COLOMBIA CREA JURISDICCIÓN ESPECIAL PARA JUSTICIA EN TIEMPOS DE PAZ, FUE EN LA HABANA
LA HABANA, Cuba (23 Septiembre 2015).- La puerta del
fin del conflicto colombiano cuenta desde hoy con una llave maestra, tras la
firma en La Habana de un histórico acuerdo para la creación de una Jurisdicción
Especial para la Paz.
El acuerdo, rubricado en presencia del presidente de
Colombia, Juan Manuel Santos, y el máximo líder de las Fuerzas Armadas
Revolucionarias de Colombia-Ejército del Pueblo (FARC-EP), Timoleón Jiménez, es
el cuarto que se alcanza en la capital cubana de una agenda de seis que se
discute desde el 19 de noviembre del 2012.
Ya han sido pre acordados los temas de solución al
problema de la tierra, drogas ilícitas y participación política. Después del de
víctimas, resta por resolver la Implementación, verificación y refrendación del
acuerdo y el fin del conflicto en sí mismo.
Según un Comunicado Conjunto leído por los garantes
del proceso de paz, Cuba y Noruega, reafirma el compromiso de las partes con
una fórmula de justicia que satisfaga los derechos de las víctimas y contribuya
a la construcción de una paz estable y duradera.
“Hemos acordado que se creará una Comisión para el
Esclarecimiento de la Verdad, la Convivencia y la No Repetición y hemos logrado
acuerdos importantes en materia de reparación de las víctimas”, añade.
En cuanto al espinoso tema de la justicia, tras más
de medio siglo de enfrentamientos y cientos de miles de víctimas, las partes
acordaron la creación de una Jurisdicción Especial para la Paz, que contará con
Salas de Justicia y con un Tribunal para la Paz.
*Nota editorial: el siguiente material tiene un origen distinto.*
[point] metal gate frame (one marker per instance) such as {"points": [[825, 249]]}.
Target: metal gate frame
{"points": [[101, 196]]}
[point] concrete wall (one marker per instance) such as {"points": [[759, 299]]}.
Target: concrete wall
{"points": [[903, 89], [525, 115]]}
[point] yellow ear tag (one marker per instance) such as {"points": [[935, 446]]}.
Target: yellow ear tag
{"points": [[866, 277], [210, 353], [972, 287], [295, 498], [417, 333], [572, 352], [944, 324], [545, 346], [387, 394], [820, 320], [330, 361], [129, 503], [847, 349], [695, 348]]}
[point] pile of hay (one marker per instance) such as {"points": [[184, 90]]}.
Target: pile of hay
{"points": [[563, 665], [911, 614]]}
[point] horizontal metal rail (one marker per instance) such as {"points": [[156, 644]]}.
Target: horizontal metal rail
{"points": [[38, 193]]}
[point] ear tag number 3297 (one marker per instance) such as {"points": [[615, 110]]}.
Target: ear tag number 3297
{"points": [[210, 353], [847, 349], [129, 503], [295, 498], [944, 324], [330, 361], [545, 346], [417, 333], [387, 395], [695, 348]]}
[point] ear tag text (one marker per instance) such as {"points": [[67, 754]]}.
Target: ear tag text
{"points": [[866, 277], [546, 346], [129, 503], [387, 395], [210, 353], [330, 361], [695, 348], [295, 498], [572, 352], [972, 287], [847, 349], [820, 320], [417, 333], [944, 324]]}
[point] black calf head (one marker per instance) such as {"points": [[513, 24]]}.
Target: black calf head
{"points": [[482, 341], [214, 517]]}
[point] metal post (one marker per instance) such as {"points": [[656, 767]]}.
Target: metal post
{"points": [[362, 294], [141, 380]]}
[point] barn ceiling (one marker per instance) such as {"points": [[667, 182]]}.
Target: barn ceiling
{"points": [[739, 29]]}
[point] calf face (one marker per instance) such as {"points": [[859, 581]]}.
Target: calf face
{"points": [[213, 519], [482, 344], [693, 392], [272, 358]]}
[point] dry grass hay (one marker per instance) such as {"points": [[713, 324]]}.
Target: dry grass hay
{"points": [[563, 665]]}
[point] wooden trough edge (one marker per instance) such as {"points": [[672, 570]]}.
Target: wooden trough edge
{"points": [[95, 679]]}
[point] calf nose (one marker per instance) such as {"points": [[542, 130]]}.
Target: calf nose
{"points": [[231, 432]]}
“Las Salas y el Tribunal estarán integrados
principalmente por magistrados colombianos, y contarán con una participación
minoritaria de extranjeros que cumplan los más altos requisitos. La función
esencial de las Salas y del Tribunal para la Paz es acabar con la impunidad,
obtener verdad, contribuir a la reparación de las víctimas y juzgar e imponer
sanciones a los responsables de los graves delitos cometidos durante el
conflicto armado, particularmente los más graves y representativos,
garantizando la no repetición”.
En ese sentido, se prevé que se cumpla lo
establecido en el Derecho Internacional Humanitario y el gobierno colombiano
otorgue la amnistía más amplia posible por delitos políticos y conexos.
Sin embargo, “en todo caso no serán objeto de amnistía
o indulto las conductas tipificadas en la legislación nacional que se
correspondan con los delitos de lesa humanidad, el genocidio y los graves
crímenes de guerra, entre otros delitos graves”.
La Jurisdicción Especial para la Paz tendrá
competencia respecto de todos los que de manera directa o indirecta hayan
participado en el conflicto armado interno, incluyendo a las FARC-EP y a los
agentes del Estado.
Se establece también que existirán dos tipos de
procedimientos uno para quienes reconocen verdad y responsabilidad, y otro para
quienes no lo hacen o lo hacen tardíamente.
“Las sanciones que imponga el Tribunal tendrán como
finalidad esencial satisfacer los derechos de las víctimas y consolidar la paz
y deberán tener la mayor función restaurativa y reparadora del daño causado”.
Por último, el texto establece que la transformación
FARC-EP en un movimiento político legal es un objetivo compartido, que contará
con todo el apoyo del Gobierno en los términos que se acuerden.